Basics of Machine Learning
Ever wondered how Netflix knows exactly what show you'll love next, or how your email filters out spam with incredible accuracy? Welcome to Module 2 of "Basics of Machine Learning," where you'll discover the fascinating technology behind these everyday miracles.
At its core, Machine Learning is like teaching a child - but instead of learning from experience, computers learn from data. Just as a child learns to recognize cats after seeing many examples, ML systems analyze patterns in data to make intelligent decisions. From self-driving cars to medical diagnosis, this technology is revolutionizing how we solve complex problems across every industry.
In this module, you'll dive into the core principles that make Machine Learning possible. We'll explore different learning approaches - from supervised learning that helps predict house prices, to reinforcement learning that powers game-playing AI.

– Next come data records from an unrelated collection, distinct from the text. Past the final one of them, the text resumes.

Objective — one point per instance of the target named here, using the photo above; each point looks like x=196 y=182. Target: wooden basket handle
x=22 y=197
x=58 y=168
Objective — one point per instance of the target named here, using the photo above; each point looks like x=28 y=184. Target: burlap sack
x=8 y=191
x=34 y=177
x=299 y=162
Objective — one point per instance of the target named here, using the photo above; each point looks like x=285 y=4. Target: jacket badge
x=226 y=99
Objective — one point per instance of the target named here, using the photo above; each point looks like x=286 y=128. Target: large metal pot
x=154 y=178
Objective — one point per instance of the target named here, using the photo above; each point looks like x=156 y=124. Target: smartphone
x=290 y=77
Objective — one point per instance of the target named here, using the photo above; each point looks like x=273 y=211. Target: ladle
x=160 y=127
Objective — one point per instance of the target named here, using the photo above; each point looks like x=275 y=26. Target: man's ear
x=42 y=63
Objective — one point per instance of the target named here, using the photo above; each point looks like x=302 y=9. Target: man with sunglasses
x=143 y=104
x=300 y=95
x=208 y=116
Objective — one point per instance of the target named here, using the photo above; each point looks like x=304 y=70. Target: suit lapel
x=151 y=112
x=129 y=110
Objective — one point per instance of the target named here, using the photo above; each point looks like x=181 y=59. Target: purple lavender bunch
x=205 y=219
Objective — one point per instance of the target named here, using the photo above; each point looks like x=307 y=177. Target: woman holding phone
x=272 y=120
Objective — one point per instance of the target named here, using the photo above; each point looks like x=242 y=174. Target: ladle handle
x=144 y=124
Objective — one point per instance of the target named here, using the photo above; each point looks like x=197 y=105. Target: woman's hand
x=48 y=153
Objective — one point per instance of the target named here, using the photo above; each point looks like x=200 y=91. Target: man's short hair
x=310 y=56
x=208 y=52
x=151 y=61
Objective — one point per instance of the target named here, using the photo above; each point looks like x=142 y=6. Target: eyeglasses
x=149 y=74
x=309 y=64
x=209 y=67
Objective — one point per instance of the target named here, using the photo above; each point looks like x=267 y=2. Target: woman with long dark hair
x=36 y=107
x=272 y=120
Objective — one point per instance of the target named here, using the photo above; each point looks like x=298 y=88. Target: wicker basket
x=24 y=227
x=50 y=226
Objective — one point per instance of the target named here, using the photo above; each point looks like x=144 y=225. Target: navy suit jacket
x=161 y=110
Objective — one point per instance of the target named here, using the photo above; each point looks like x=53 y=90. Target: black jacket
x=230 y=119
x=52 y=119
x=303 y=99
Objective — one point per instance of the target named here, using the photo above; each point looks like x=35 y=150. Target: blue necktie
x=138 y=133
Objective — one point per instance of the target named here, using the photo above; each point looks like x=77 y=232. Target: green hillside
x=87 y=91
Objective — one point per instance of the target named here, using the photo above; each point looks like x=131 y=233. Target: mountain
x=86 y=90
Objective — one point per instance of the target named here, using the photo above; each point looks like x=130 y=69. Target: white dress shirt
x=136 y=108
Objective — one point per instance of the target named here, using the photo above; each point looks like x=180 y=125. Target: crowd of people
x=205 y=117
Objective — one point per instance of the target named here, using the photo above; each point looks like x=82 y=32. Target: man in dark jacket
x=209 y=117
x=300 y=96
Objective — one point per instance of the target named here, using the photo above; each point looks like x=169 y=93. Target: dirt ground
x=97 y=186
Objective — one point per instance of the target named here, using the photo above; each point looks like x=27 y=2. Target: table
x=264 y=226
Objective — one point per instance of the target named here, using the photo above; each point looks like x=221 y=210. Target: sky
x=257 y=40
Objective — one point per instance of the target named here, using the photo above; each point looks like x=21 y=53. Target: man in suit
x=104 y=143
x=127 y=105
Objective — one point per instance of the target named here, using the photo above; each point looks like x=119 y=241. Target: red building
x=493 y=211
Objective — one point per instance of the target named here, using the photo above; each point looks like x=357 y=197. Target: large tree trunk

By the end of this module, you'll understand not just how ML works, but also how to identify opportunities where it can solve real-world challenges in your own field.

Learning Objectives

Lesson 2.1: What is Machine Learning? Gain a clear understanding of what Machine Learning entails, including its definition, principles, and applications in various domains. Lesson 2.2: The Role of Data in Machine Learning Learn about the crucial role of data in Machine Learning, including data preprocessing, feature engineering, and the impact of data quality on model performance. Lesson 2.3: Introduction to Python and its Libraries for ML Familiarize yourself with the Python programming language, its libraries, and tools commonly used in Machine Learning applications.